The British Election: Likely Chaos in the Conservative Party

It is too early to absorb the results of the June 8 parliamentary elections, there will be much discussion of what has happened and what it represents for the future of British politics. But the essence is that the United Kingdom have a hung parliament, and therefore the possibility of another election before too long, writes Sir Rodric Braithwaite, Chairman of GCMG International Advisory Board.

Prime Minister May has been humiliated: she called an election to strengthen her grip on power and failed. There is likely to be chaos in the Conservative Party and a change of leadership. There is a lack of convincing candidates, though Boris Johnson (Foreign Secretary) is already positioning himself for the job.

Most people were wrong about the Labour leader, the old-fashioned Left-winger Jeremy Corbyn. He fought a surprisingly good campaign, and his party took a number of seats from Conservative ministers. Young voters seem to have turned out to vote Labour, perhaps because they saw their future in the European Union, and were cross that the older voters who voted for Britain to leave the European Union (EU) in the referendum in June 2016 failed to take their interests into account. More widely, Corbyn's anti-austerity rhetoric seems to have appealed to working class voters. Mrs May hoped that many of those who voted for the United Kingdom Independence Party in the referendum would move to the Conservatives. Instead a significant number of them returned to Labour. But Corbyn still hasn’t explained how he would pay for his policies and he still doesn’t look like a potential prime minister.

What all this means for British plans to leave the EU (Brexit) is unclear. The election result may represent the revenge of the those who voted in June 2016 to remain. But anti-EU emotion is deeply rooted: the British are unlikely now decide they want to remain in the EU after all. The government, led by May or not, will find it even harder to put together a coherent negotiating strategy. Some Continental Europeans may exult. But an incoherent Britain will make life no easier for them. And the EU still needs to tackle the deep flaws and problems which are losing it popular support on the Continent as well.

The Scottish National Party took a battering, and lost seats to both Labour and the Conservatives.

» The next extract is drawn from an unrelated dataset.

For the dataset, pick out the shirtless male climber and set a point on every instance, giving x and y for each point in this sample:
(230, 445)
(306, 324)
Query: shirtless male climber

This makes the breakup of the United Kingdom less likely, though  Brexit would still pose a hideous problem to the two halves of Ireland.

Britain still does not have a serious defence and foreign policy, and neither Brexit nor the election result will arrest its comparative decline in international affairs. Traditional security issues did not play a major role in the campaign. Terrorism was much talked about. But no one suggested anything more viable than the present policy of keeping calm, further improving our police and intelligence work, and doing what we can to encourage the majority of British Moslems who want to be a respected part of the wider community. 

All that said, the election result shows that politicians and commentators are always unwise to take the ordinary voter for granted. The man in the street is as capable of coming to a sensible view as his confused betters. Contrary to what a commentator in the New York Times recently said, democracy in Britain is alive and well. Despite the bizarre phase through which British politics is going, the British are still entitled to feel reasonably proud of themselves.